"Une tuerie de masse"
Le parquet de Lille a été destinataire mardi d'un signalement Pharos "à la suite d'un live TikTok au cours duquel un individu évoquait sa volonté de provoquer une tuerie de masse", écrit le procureur de la République de Lille, Samuel Finielz, dans un communiqué.
Les investigations ont permis d'établir qu'il s'agissait de l'influenceur masculiniste Paffman, âgé d'une vingtaine d'années.
Ce dernier était déjà visé depuis août dernier par une enquête du parquet de Lille à la suite de la diffusion sur le même réseau social de vidéos comportant "notamment des propos susceptibles de relever de l'apologie du viol, à caractère sexiste, +masculiniste+ et misogyne", rappelle M. Finielz.

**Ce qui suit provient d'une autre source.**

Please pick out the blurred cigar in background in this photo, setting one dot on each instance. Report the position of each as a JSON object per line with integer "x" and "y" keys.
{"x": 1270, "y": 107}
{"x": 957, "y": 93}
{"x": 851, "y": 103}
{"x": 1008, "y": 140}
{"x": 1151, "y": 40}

Une volonté de "créer le buzz"
Interpellé mardi à son domicile et placé en garde à vue, Paffman a reconnu les faits, qu'il a justifiés par "une volonté de +créer le buzz+", selon le magistrat.
Les enquêteurs ont retrouvé sur son téléphone "plusieurs vidéos évocatrices de menaces envers les personnes diffusées sur les réseaux sociaux", souligne M. Finielz.

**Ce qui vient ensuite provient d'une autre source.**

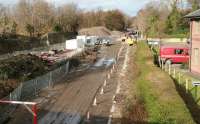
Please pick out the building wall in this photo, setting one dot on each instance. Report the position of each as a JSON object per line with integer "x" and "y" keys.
{"x": 195, "y": 46}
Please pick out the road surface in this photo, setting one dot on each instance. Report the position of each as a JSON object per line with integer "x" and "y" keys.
{"x": 69, "y": 102}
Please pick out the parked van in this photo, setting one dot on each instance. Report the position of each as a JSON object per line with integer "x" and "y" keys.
{"x": 174, "y": 53}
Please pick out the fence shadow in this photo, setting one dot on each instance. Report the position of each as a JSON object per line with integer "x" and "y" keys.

Après son interpellation, le parquet a décidé de joindre l'enquête ouverte en août 2025 et celle initiée mardi.
Paffman est poursuivi pour divers chefs: apologie de viol, d'assassinat et d'agressions sexuelles, provocation à la commission de viol et d'agressions sexuelles, provocation à la discrimination à l'égard d'une personne ou d'un groupe de personnes, à raison de leur origine ou de leur appartenance ou non-appartenance à une ethnie, une nation, une race ou une religion déterminée, ainsi qu'"injures à raison du sexe".
Il a été placé sous contrôle judiciaire avec interdiction d'utiliser, pendant six mois, les cinq comptes TikTok et le compte Youtube "ayant été utilisés pour commettre l'infraction", précise le procureur.
Apparu dans les années 1980 en réaction au féminisme, le masculinisme défend la suprématie masculine et accuse les femmes d'être à l'origine d'une dégradation des conditions de vie des hommes.
Les idées masculinistes gagnent du terrain en France où associations et spécialistes tirent la sonnette d'alarme face à l'impact de ces discours misogynes sur les jeunes générations notamment.